Rating : K

Genre : Romance, Tranche de vie.

Disclaimer : Les personnages et l'univers de My Hero Academia appartiennent à Kohei Horikoshi.

Note : J'avais un peu (beaucoup) décroché de MHA, mais un tout nouvel hyperfix m'est tombé dessus lorsque j'ai revisionné le troisième film, World Heros Mission. Cela m'aura au moins permis de reprendre l'écriture ! Voici donc un recueil consacré au personnage de Rody Soul (et au ship RodyDeku parce que faut pas abuser, le film hurle à la romance).

Les différents OS n'ont à priori pas de lien entre eux et peuvent se lire dans n'importe quel ordre.

TW : Aucun.


Reflet

Izuku était assis en tailleur sur le canapé défoncé de la caravane, Pino perché·e sur son genou gauche et gazouillant sous ses caresses.
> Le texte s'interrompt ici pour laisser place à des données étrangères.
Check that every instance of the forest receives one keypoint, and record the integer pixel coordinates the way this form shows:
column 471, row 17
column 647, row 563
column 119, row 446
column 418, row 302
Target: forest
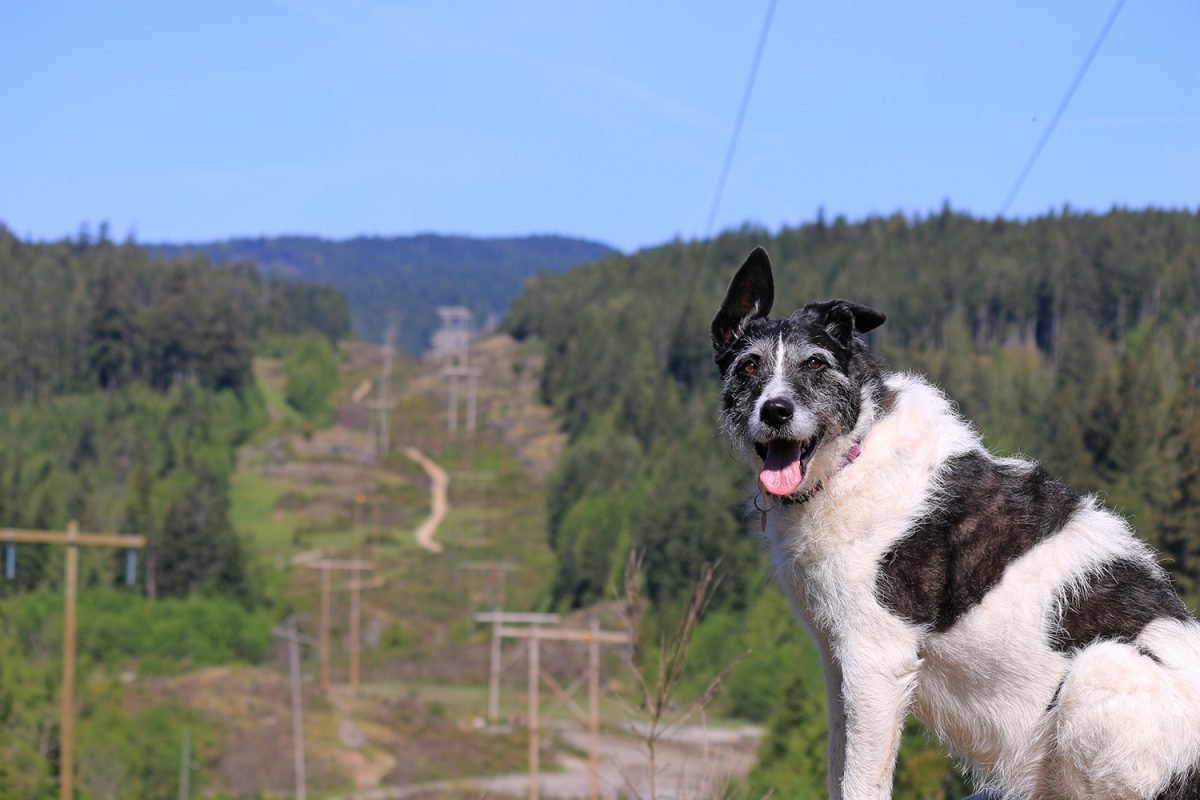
column 126, row 385
column 1072, row 337
column 403, row 280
Depuis l'évier de la cuisine, où il finissait la vaisselle, Rody pouvait voir le doigt du jeune héros grattouiller Pino sur le ventre, puis passer tout le long de son dos.
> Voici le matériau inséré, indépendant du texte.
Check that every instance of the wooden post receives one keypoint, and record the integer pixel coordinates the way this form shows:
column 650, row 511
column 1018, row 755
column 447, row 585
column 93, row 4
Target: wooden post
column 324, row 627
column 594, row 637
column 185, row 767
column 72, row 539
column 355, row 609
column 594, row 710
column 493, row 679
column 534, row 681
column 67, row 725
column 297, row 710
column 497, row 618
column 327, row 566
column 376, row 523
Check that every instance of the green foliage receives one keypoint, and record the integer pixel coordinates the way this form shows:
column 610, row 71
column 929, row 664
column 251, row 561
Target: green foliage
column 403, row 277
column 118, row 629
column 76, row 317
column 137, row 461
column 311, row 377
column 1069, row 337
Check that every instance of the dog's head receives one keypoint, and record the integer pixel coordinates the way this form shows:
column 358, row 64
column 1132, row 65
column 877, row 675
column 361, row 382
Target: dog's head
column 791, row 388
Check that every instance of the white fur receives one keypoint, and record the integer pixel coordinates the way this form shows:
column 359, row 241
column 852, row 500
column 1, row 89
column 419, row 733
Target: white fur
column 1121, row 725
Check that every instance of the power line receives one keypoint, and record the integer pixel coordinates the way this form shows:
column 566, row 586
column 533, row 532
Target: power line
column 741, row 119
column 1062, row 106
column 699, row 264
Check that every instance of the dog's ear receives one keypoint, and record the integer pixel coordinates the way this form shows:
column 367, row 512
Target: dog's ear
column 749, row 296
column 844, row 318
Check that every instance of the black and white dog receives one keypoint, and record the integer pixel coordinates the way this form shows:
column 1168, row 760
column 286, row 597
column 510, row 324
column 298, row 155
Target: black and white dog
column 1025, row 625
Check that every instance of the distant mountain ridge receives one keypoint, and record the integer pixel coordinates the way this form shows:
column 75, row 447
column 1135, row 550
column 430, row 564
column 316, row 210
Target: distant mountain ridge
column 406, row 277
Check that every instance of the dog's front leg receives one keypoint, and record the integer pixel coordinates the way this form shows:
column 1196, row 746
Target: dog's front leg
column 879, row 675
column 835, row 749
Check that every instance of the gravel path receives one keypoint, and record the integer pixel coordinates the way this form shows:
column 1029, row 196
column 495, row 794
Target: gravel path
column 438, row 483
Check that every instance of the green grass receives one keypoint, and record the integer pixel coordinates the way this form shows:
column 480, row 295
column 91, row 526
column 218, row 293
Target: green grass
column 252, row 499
Plus troublant encore, Rody pouvait le sentir.

Pas comme s'il ressentait les doigts d'Izuku sur sa propre peau, ni même sur les plumes de Pino. Son alter ne fonctionnait pas ainsi : Pino reflétait seulement, sans mensonge, ses émotions les plus profondes.

Du moins, était-ce ce qu'il avait toujours pensé. Mais face à la douce chaleur qui se répandait dans son corps, comme les rayons du soleil au début du printemps, Rody ne put s'empêcher de penser qu'il partageait la joie de Pino d'être ainsi cajolé·e par Izuku. Pourtant ce n'était pas la première fois que Pino était dorloté·e de la sorte. Lorsque Roro et Lala étaient plus jeunes, et même encore aujourd'hui, iels jouaient souvent avec l'oiseau, lui donnaient des graines à picorer et se plaisaient à læ caresser. Rody avait toujours apprécié ces instants de complicité, bien sûr, mais cela n'avait rien à voir avec la sensation qui montait actuellement en lui.

Était-ce à cause de sa relation avec Izuku ?

Même s'ils sortaient ensemble depuis presque un an, ils étaient plus habitués à avoir le monde entier les séparant que de partager leur quotidien. Izuku était à Otheon pour deux semaines, et c'était en réalité la première fois qu'ils passaient autant de temps ensemble depuis qu'ils s'étaient avoués leurs sentiments. Rody avait été tiraillé entre l'excitation et l'appréhension jusqu'à ce que Izuku passe la porte des arrivées de l'aéroport. Une large bouffée de joie l'avait saisi à la vue du jeune héros alors qu'il avançait nonchalamment vers lui. Izuku, lui, ne s'était pas retenu pour courir et sauter dans ses bras. Le cœur de Rody avait failli exploser à son contact et il l'avait serré aussi fort qu'Izuku le serrait, incapable de cacher plus longtemps ses émotions.

Et même s'ils devaient encore trouver leurs marques, avec une relation majoritairement vécue à distance, Rody était infiniment heureux d'avoir Izuku avec lui, chez lui. Il s'entendait à merveille avec Roro et Lala, se réjouissait des plus petits plaisirs et son rire résonnait dans toute la caravane. Ça faisait plaisir de le voir aussi apaisé et détendu, après toutes les épreuves qu'il avait traversé. Ils partageaient leurs joies tout autant que les moments difficiles, malgré la distance, et Rody était parfois troublé de réaliser à quel point Izuku le connaissait, de ses peurs les plus secrètes à ses rêves inavoués.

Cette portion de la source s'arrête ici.